Ostéoporose la prévention
Ostéoporose, une véritable épidémie silencieuse
L’ostéoporose se définit comme une maladie diffuse du squelette caractérisée par une diminution de la masse osseuse, avec non seulement une perte minérale mais aussi une altération de l’architecture du tissu osseux, telle qu’elle expose à un risque de fracture.
Cette maladie sournoise car indolore et silencieuse touche plus de 4 millions de femmes en France, 1 femme sur 3 après 50 ans mais seulement 600 000 d’entre elles en ont pris connaissance et se font suivre. Pourquoi silencieuse ? Parce que le premier symptôme sera la survenue d’une fracture. Cette maladie est responsable chaque année d’environ 50 000 fractures du poignet, 60 000 fractures de vertèbre et 60 000 du col du fémur.
L’os se renouvelle tout au long de la vie et on sait qu’il existe physiologiquement un équilibre dynamique entre le processus de destruction d’os ancien, assuré par des cellules appelées ostéoclastes et le processus de construction d’os nouveau et de minéralisation (ostéogénèse), fruit de l’activité des ostéoblastes.
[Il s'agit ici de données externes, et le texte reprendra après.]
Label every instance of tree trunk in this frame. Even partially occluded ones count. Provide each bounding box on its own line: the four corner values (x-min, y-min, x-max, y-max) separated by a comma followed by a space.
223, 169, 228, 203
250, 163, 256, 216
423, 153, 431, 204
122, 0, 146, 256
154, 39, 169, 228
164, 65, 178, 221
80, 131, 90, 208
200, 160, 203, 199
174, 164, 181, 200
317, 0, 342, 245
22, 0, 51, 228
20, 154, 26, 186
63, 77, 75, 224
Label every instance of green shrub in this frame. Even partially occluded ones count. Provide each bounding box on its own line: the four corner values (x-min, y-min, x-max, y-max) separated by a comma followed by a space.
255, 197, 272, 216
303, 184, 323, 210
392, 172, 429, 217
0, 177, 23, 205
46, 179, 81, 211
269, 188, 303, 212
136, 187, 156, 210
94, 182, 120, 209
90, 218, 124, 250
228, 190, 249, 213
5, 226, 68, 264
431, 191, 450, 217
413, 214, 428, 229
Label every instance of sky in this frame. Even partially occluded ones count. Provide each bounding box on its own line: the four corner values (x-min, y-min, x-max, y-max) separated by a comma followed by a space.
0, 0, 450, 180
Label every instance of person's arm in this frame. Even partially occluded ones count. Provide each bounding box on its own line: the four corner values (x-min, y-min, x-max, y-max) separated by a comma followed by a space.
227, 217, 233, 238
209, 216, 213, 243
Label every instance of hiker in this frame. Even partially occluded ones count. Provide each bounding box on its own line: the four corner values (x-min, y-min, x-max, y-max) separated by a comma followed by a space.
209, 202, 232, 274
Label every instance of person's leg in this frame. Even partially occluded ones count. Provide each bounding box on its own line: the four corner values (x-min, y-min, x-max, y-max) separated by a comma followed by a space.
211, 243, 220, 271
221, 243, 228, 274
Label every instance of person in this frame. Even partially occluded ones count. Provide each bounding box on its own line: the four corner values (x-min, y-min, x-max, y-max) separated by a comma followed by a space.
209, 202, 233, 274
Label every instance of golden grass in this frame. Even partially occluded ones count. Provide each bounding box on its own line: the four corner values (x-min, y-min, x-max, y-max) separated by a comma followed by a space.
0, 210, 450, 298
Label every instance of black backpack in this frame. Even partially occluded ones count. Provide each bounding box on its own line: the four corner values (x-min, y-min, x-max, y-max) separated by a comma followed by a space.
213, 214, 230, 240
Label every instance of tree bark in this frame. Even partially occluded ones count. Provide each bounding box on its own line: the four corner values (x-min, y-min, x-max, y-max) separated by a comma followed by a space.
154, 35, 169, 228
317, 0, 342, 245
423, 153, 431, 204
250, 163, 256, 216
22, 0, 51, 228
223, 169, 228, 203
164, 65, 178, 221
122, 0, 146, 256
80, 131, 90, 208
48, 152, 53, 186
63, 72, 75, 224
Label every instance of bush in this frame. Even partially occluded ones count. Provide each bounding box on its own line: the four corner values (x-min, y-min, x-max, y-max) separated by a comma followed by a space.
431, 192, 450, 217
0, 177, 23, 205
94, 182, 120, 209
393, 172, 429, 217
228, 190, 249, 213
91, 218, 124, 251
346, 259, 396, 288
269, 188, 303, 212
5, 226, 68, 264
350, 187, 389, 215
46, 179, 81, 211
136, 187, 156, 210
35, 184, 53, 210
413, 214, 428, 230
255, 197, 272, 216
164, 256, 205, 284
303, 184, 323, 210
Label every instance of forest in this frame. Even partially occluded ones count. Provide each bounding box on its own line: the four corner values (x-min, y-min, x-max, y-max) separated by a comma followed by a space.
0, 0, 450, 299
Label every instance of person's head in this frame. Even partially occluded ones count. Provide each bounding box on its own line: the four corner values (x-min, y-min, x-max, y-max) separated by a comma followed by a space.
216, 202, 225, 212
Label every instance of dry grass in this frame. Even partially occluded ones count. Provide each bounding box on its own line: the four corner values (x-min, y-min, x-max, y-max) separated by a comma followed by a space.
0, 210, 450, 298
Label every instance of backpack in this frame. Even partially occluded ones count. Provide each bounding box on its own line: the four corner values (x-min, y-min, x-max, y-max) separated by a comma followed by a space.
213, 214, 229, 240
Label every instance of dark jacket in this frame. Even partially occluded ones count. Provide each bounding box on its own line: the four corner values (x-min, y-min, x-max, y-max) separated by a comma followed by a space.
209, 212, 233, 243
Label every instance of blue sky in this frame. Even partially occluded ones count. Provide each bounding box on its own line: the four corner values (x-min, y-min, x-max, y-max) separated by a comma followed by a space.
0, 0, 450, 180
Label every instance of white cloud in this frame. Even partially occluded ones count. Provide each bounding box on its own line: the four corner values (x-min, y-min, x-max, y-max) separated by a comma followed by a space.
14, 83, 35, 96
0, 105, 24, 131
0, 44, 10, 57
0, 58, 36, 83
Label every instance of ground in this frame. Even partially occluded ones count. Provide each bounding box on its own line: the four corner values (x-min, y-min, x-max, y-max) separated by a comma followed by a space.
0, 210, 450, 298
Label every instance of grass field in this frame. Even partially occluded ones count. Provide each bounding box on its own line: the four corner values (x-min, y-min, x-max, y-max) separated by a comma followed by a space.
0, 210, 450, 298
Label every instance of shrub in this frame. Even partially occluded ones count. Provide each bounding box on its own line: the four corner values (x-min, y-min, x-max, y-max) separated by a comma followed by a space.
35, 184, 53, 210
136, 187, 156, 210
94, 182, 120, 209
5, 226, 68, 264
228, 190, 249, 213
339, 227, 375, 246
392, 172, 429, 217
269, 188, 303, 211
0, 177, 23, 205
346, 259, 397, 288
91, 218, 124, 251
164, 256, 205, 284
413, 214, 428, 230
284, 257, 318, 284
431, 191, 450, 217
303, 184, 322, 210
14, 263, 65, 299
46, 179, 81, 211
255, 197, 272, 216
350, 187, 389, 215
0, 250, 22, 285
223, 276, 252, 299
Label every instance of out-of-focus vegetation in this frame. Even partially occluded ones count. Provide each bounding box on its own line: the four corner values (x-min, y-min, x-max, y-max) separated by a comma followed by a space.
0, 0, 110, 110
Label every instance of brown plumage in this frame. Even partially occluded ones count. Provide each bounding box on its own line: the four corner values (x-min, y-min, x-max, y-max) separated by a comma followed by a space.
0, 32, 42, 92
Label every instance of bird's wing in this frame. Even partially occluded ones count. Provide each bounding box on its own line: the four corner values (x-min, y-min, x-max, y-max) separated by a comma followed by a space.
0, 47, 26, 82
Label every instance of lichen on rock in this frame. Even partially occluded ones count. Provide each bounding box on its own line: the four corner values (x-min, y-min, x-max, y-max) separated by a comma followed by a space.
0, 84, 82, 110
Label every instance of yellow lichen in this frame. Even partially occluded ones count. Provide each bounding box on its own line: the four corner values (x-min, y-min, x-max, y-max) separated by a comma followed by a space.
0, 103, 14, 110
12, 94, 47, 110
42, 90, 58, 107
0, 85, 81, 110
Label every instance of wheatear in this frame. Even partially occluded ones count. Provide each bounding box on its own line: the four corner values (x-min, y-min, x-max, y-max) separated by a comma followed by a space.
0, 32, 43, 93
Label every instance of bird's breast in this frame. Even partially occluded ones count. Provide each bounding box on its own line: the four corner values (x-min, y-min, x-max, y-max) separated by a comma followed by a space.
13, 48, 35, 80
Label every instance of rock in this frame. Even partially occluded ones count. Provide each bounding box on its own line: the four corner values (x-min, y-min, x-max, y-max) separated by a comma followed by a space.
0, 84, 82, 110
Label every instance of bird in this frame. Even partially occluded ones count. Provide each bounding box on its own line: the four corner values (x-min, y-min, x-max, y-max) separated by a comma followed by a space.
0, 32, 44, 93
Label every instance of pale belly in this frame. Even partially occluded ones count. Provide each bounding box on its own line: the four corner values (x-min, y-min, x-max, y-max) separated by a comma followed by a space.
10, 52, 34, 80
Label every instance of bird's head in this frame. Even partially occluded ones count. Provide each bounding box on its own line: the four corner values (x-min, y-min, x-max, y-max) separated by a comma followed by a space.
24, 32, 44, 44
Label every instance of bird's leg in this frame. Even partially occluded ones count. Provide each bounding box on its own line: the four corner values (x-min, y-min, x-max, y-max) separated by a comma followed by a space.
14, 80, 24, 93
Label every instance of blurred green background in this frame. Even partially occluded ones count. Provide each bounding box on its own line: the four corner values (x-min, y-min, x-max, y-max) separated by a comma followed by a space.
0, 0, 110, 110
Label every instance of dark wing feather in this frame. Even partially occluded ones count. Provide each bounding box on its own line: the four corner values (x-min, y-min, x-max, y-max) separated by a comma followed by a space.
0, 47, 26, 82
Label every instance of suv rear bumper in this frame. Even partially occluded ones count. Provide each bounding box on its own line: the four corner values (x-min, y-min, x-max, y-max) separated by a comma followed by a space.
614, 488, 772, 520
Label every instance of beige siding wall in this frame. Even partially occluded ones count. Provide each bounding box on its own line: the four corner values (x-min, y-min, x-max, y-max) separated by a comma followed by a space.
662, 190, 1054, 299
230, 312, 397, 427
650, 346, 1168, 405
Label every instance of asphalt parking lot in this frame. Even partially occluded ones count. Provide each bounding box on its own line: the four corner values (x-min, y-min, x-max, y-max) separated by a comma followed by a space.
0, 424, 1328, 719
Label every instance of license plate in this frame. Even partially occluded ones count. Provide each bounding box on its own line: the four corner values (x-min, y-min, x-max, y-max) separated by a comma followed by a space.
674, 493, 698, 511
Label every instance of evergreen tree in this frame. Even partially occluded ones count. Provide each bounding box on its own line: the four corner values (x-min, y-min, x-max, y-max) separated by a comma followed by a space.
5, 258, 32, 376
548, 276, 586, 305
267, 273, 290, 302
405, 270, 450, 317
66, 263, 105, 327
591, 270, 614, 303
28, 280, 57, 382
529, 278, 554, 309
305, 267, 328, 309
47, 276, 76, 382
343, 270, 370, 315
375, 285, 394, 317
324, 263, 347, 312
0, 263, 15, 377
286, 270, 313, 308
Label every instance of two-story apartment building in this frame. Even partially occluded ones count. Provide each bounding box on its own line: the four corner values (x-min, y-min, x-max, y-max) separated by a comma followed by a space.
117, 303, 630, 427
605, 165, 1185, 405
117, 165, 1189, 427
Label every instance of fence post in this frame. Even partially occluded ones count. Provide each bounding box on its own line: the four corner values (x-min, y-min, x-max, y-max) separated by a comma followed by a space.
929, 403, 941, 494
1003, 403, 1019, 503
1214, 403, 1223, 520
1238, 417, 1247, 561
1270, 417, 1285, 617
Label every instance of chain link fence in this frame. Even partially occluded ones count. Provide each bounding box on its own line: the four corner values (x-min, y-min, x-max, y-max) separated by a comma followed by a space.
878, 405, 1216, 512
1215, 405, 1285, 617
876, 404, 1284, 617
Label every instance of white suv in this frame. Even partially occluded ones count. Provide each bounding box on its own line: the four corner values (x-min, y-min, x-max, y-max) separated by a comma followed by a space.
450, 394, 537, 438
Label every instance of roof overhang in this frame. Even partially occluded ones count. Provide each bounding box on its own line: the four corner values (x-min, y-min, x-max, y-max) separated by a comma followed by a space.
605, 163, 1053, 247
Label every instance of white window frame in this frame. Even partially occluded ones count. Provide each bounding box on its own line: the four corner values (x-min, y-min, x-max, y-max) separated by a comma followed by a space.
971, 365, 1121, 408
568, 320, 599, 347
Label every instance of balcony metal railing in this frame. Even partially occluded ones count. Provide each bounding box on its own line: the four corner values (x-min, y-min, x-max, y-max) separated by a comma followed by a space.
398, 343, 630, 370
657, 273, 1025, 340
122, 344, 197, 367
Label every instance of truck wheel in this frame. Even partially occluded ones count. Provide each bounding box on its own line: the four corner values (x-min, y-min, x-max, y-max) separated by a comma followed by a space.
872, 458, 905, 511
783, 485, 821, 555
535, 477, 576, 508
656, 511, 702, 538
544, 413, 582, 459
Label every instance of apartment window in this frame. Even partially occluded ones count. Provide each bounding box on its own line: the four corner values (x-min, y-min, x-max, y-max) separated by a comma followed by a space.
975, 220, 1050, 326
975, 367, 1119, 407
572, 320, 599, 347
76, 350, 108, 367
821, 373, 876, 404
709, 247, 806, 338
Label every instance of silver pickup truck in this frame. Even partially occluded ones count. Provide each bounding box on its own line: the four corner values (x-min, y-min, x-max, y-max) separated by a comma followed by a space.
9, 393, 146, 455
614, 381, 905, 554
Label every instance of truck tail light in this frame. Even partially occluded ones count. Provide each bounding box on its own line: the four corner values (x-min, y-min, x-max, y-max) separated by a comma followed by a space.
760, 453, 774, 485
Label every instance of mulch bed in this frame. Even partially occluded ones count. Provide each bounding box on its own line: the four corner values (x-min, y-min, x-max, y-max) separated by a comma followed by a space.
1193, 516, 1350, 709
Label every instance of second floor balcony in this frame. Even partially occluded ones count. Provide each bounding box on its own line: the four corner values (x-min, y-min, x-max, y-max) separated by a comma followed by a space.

Tous ces phénomènes sont contrôlés par différentes hormones, dont les estrogènes, en fonction de la disponibilité nutritionnelle en calcium et en protéines.
La masse osseuse atteint sa densité maximale à la fin de l’adolescence puis on constate qu’elle diminue plus ou moins régulièrement mais en tout cas significativement et inéluctablement avec l’âge. Ce phénomène est donc considéré comme physiologique (ostéopénie physiologique) et les femmes ménopausées lui payent un lourd tribu en effet une perte osseuse due à la ménopause vient s’ajouter à ce phénomène physiologique lié à l’âge qui débute vers l’âge de 20 ans.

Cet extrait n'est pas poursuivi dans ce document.